Lenten Journey/Journey of the Cross #32

It has been a long week for some reason. Haven’t really done that much, but every day was different. As if the wash cycle had switched to the spin cycle and then back to wash. In essence the water kept building up all week, soaking deeper and deeper until eventually, the machine just chugged to a stop. Eyes barely open; zoning out watching a favorite musical (Meet Me in St. Louis) and yawning every two seconds. Don’t know why I can’t write these journals at 5 o’clock instead of 10. And yet – here I sit – thinking about this journey. Introspection continues when I really wish I could just go to sleep. Is that how the disciples felt? What is it about this journey that pulls me in year after year after year?

And yet – it does -and has since I was a toddler and rejected a cuddly bunny for a crucifix that still hangs in my room.

“For as Jonah was three days and three nights in the belly of a huge fish, so the Son of Man will be three days and three nights in the heart of the earth.” Matt 12:40

Early in His ministry, Rabbe Yeshua began dropping hints of what was to come. Metaphor upon metaphor. One repentance story linked to another repentance story. Steeped in Jewish wisdom and Jewish tradition, Rabbe Yeshua taught for three years in the physical heart of the earth…Israel. But this time, He would expand the heart to include Gentiles and eventually enlarge the heart to cover the world. Salvation in practice. Instead of unblemished animal sacrifices and intercessory priests, Rabbe Yeshua would drink …”…a cup is in the hand of the LORD…” Ps 75:6

He reached out, “Then I took the cup from the LORD’s hand…” Jer 25:15

Even in His first night’s journey in “the heart of the earth”, He reached into Himself – the WORD – and brought forth the words that would link the past to the future. An unbroken chain that ties us all to Our Father.
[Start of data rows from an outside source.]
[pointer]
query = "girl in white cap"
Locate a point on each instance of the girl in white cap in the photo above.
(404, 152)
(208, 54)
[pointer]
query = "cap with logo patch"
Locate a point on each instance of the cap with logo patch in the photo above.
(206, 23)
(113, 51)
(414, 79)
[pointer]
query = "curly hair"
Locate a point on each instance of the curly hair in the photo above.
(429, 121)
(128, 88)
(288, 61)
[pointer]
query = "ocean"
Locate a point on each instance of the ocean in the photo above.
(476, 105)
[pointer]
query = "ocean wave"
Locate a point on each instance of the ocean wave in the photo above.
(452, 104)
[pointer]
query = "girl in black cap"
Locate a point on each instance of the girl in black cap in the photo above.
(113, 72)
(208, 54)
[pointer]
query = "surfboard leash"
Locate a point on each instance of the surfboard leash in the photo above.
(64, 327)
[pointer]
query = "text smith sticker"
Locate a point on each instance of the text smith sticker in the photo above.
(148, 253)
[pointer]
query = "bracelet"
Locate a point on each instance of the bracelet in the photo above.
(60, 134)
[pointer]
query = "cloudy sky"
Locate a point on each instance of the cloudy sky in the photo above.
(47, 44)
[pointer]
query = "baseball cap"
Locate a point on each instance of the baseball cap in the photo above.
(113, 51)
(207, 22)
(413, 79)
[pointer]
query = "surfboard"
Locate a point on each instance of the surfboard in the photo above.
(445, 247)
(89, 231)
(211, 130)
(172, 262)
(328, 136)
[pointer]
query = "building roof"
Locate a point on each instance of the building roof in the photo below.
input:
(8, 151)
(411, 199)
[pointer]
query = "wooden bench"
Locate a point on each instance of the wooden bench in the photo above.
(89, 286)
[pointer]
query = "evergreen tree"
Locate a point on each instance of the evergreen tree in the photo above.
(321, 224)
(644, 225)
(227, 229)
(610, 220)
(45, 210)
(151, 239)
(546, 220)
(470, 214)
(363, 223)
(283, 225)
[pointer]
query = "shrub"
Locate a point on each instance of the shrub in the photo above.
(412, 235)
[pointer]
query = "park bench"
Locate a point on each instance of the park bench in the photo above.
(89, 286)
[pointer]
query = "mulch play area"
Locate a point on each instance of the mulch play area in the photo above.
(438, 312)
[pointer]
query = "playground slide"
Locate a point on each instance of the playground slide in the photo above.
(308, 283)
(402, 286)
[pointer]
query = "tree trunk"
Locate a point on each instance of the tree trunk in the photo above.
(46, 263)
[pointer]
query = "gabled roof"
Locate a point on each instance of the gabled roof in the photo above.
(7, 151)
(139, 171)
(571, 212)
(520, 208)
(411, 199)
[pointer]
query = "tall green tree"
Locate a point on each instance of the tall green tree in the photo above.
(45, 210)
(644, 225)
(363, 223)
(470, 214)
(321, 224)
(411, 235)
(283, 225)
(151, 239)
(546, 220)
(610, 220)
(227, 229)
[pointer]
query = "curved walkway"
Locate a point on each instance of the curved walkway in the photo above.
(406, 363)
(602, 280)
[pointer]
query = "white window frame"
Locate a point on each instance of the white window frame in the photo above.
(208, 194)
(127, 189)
From the first garden, designed to be heaven on earth, to the garden where He wept and let the cup begin to spill upon Him instead of letting it spill upon us. He took Our Father’s wrath and spun it into unending LOVE. Love for you. Love for me. This Rabbi Yeshua Barabbas did this for all of us.

“Rouse yourself! Rouse yourself! Arise, O Jerusalem, You who have drunk from the LORD’s hand the cup of His anger…This is what your Sovereign Lord says,
your God, who defends his people: “See, I have taken out of your hand
the cup that made you stagger; from that cup, the goblet of my wrath,
you will never drink again.” Is 51:17,22

The day of pain, suffering and agony is over.